Nitin, what Ashutosh is trying to say is that the pay-per-use model is also good for a few things. One is when the beginning you may have a low volume of patients. So you are not really investing in the CapEx even with the lower volume, we're okay because this per patient you're paying, you've not invested and you're not -- your debt is not increasing and you're not paying any -- debt payment is not happening. Point #2 is because of the high-end units we are getting, we are able to do more of IGRT IMRT in even Tier 2, Tier 3 cities, where the revenue model is pay per -- the patient pay model is higher, because of that, our contribution factor will be high. So essentially, that usually whatever we charge is usually paying off what extra -- paying off what we may have to pay to the manufacturer. So essentially, it makes us a win-win situation for us, working with the manufacturer with no investment from our part and no -- like no CMC, no custom duty. So everything comes -- we believe it comes in our favor when you look at it, we have done deep steady on this. That is the conclusion we have come to. Long term, it really works out well. And after so many years, like 8 years or so, it essentially becomes our own unit.

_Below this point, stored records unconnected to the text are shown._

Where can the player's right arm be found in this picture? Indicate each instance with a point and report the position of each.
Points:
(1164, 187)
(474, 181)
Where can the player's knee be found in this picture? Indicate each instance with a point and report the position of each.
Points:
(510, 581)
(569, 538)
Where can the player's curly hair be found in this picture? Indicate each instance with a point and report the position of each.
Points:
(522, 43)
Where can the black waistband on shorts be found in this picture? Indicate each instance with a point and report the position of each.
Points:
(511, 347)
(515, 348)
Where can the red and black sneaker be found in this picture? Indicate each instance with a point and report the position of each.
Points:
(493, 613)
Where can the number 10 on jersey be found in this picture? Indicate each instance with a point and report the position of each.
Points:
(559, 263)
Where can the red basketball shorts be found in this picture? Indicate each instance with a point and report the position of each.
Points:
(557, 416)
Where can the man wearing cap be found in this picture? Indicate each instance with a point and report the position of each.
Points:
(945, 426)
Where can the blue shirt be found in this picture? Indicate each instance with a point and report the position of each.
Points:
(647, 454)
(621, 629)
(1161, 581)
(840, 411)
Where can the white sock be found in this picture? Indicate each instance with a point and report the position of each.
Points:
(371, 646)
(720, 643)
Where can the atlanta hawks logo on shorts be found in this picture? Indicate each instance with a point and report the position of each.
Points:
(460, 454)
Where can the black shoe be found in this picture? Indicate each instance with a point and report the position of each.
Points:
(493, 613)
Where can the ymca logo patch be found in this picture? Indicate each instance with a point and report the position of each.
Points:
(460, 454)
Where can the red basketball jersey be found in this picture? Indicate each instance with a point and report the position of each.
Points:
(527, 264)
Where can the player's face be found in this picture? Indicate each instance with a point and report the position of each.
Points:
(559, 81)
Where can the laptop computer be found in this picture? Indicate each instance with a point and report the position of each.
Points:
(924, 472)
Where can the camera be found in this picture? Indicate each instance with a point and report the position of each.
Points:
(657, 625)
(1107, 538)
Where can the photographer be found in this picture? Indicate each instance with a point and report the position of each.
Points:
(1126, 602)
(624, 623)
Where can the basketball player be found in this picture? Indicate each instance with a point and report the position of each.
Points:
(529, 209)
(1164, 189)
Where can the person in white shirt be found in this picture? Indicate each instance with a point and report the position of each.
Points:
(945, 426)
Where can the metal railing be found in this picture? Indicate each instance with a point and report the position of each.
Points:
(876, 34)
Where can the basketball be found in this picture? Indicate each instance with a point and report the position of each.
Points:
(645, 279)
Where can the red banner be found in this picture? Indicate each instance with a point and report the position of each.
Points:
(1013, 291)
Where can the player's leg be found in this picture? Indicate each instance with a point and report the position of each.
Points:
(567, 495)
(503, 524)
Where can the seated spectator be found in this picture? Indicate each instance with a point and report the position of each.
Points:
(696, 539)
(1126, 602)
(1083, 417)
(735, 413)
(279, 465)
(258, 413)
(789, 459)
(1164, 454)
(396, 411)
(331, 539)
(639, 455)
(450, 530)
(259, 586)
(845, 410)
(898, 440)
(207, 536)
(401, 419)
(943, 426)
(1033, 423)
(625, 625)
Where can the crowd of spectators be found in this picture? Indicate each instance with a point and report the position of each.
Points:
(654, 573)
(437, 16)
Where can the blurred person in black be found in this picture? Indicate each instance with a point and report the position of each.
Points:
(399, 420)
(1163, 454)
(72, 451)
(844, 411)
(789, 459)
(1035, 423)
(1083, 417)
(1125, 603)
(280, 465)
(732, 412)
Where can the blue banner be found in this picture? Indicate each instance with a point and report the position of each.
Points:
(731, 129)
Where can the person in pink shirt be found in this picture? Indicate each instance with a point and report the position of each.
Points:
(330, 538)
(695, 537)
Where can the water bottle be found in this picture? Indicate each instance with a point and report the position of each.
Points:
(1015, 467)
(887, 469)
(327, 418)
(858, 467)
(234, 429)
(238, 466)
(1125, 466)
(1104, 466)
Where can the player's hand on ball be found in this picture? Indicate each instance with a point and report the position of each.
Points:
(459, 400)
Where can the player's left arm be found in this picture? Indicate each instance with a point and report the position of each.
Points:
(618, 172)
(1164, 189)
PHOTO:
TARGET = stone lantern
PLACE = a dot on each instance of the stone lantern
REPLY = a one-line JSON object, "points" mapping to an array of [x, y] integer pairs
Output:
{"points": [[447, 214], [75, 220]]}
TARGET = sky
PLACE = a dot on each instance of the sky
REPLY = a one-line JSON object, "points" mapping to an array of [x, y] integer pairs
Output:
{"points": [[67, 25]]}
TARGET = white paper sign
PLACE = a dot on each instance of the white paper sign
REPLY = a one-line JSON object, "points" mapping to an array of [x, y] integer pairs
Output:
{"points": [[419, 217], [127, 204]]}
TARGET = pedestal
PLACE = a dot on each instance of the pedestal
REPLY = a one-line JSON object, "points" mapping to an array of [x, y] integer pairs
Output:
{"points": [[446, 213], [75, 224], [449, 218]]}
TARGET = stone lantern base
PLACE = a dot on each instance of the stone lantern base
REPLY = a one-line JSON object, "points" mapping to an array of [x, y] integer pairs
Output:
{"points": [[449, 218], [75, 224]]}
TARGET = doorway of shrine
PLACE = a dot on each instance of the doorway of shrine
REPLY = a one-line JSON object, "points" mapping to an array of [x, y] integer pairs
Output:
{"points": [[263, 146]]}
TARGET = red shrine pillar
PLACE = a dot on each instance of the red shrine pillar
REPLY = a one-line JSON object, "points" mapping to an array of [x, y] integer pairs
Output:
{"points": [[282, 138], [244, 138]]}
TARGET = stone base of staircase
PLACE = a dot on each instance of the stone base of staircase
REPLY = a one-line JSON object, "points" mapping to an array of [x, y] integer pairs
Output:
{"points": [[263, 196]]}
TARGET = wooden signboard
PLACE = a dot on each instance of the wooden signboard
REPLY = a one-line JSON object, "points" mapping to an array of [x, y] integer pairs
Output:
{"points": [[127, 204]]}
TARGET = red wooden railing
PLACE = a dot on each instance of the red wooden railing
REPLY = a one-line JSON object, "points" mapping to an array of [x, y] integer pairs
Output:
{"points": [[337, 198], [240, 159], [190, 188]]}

Okay. And doctor, broadly speaking, in your assessment over the next say 2 to 3 years, how much CapEx would be saving on in terms of cash outlay based upon our expansion plans?
Yes, if you look at replacement CapEx on LINACs, we may have to replace another 7 to 8 linear accelerators. Am I right, Ashutosh? Close to that, at least $22 million?
Yes.
And not only replacement, the new installments when you look at second linear accelerators, we may be in the region of 10 to 12, so you are talking about each unit about $2 million. So you are looking at approximately $20 million, $25 million.
Okay. Okay. That's helpful. And secondly, on the mature centers, while we did just talk about the fact that Q4 had some one-offs because of which numbers are a little down, but these EBITDA for these centers has been in the 74%, 77% range -- INR 70 crore range for the last 3 or 4 quarters, all through FY '23, so Raj, where do we see this number? I mean do -- is there a scope for a meaningful delta on this number? Or this is where we're probably starting a bit of a plateauing situation in this -- in the mature centers on the EBITDA front?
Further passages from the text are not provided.